I’m thinking of making this one the first. Anyone care to join me around the bonfire? I’ll bring the marshmallows.

Sunday, March 01, 2009

My First And Last Lap Dance

Some people have said that when women get to be “a certain age” they become invisible. However, I didn’t think they meant that I would literally disappear.

I had just finished taking my aqua jogging class at the local YMCA last Monday evening. Afterward, several of our class members, including the instructor, hit the hot tub. This tub is about as big as the average mall parking space, so it can seat quite a number of people comfortably. And since it was “prime time” at the Y, quite a number of people were sitting comfortably. It wasn’t packed to the gills, I mean, it could fit a good number of other tubbers before it reached some kind of health code limit, whatever that might be.

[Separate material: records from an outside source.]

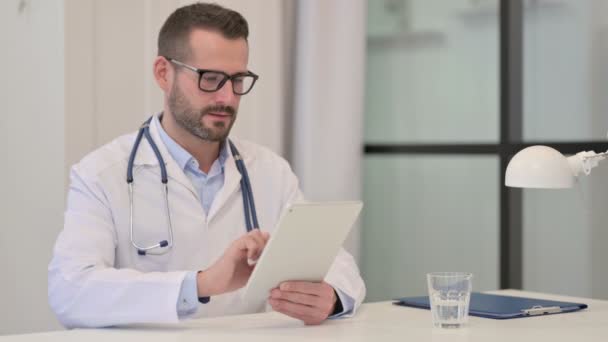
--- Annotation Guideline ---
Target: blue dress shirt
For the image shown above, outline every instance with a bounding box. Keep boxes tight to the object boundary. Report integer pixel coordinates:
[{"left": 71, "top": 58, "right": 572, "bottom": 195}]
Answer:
[{"left": 153, "top": 116, "right": 354, "bottom": 318}]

We were happily enjoying the heat and chattering on when a few more people came in. These were members of a local institution that houses developmentally disabled adults. A few days a week, they are brought by so they can swim or participate in other activities.

It might bother some people, but not me.

So a few of the guys lumbered down the hot tub stairs. There was plenty of room for them to take a seat along the benches. But one of them came over to my side of the tub and sat on me. Not just brushed up or bumped against my leg, or even slightly overlapped the outside of my thigh. But he literally sat right on top of me. And he had no awareness that I was not a bench but an actual human being. I know he can’t help it, but still. A man came into the hot tub and sat down right on top of me. I’m sure this happens to some people all the time, but not to me. I’m just not used to being furniture.

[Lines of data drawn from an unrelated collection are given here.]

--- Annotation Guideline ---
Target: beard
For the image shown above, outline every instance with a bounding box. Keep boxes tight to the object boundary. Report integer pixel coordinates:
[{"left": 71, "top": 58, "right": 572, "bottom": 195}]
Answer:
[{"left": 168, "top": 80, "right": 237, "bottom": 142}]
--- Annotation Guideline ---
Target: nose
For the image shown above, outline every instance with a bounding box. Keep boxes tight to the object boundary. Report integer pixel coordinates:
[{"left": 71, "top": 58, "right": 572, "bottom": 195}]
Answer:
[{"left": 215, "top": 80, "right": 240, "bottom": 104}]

I sort of slithered out from under him and said, “Excuse me,” but his face registered nothing. After a minute or so, I left, and the women from my class followed right behind me. We exited like wet ducklings all in a row, walking down the corridor that leads to the women’s locker room. I knew that the woman closest to me had some experience with this population, so I said to her, “that guy sat on me.” She nodded, and said that she knew, and thought it best that we discreetly left before anything else happened.

When we all reach the door to the locker room, I told them about my experience as an inanimate object. The instructor turned to me with a big smile. “He gave you a lap dance!” she said. “Did you give him a tip?”

“Darn,” I said. “I left all my singles in my other bathing suit.”